Because I have a setup with one single server (MongoDB, Elasticsearch and Graylog) with only three inputs and receiving logs from 5 equipaments and I never had my server stable.

Regards,


(Tess) #16

Perhaps it would have been better to put this in a new thread of your own, instead of piggy-backing on this one. Unless of course you are seeing the same buffering issues.

To my knowledge there are no stability differences between the Community and Enterprise editions. Both can handle equal amounts of data and throughput. They are limited by the underlying hardware and software in the exact same way.

one single server (MongoDB, Elasticsearch and Graylog) with only three inputs and receiving logs from 5 equipaments and I never had my server stable.

To help with that situation we’ll need a lot more input :slight_smile:

  • What do you mean when you say your server “has never been stable”? What are the symptoms?
  • What OS are you running on?
  • What kind of resources does the server have? Think: CPU, RAM, storage types and space.
  • How much RAM have you assigned to the Graylog java heap?
  • How much RAM have you assigned to the Elastic java heap?
  • What does your system’s activity viewer (like top on a Unix) tell you? How busy are your CPUs? How full is your RAM? Is there any swapping going on?

All of these things can affect your system’s performance and stability.


#17

In our environment:
5-6k log/sec, ~400,000,000 messages/day
13TB data (with 1 replica), for 30 days
search about 2-3 sec in last 30 days (one simple word)
6-700 server send log
54 inputs, lot of extractors, ~10 pipelines.
The full graylog infrastructure ~ 20 servers, about 20-30% resource usage

I excitedly waiting to start to use the system, and increase the log amount.


(Tess) #18

Bwahaha :smiley: 400e6 messages per day, with an infra spanning 20 boxen and you haven’t even started yet?

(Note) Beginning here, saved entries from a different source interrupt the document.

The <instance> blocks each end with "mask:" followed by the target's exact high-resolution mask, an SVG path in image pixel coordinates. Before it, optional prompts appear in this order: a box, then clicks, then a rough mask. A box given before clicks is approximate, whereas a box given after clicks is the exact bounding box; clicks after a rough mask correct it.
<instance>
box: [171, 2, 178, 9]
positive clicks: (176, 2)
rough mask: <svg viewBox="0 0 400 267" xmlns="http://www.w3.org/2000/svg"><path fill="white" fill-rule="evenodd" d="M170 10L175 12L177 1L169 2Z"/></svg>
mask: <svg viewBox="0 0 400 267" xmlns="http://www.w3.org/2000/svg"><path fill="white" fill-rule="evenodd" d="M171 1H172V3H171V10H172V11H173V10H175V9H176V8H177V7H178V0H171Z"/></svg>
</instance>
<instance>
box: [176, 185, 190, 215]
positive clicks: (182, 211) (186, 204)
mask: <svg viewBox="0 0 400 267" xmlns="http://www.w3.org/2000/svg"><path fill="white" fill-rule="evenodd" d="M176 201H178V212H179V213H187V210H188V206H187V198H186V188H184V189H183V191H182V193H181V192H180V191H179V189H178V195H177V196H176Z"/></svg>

Holy moley! You live an exciting life Macko!


#19

OFF
It should be redundant, so split it half :slight_smile:
Exciting? No. Graylog works well, so i have not much work with it.


(Jan Doberstein) #20

To my knowledge there are no stability differences between the Community and Enterprise editions. Both can handle equal amounts of data and throughput. They are limited by the underlying hardware and software in the exact same way.

@a-ml so @Totally_Not_A_Robot nailed it - no difference between OSS and Enterprise from a core point of view.

The difference are add-ons that does not come into play with message processing.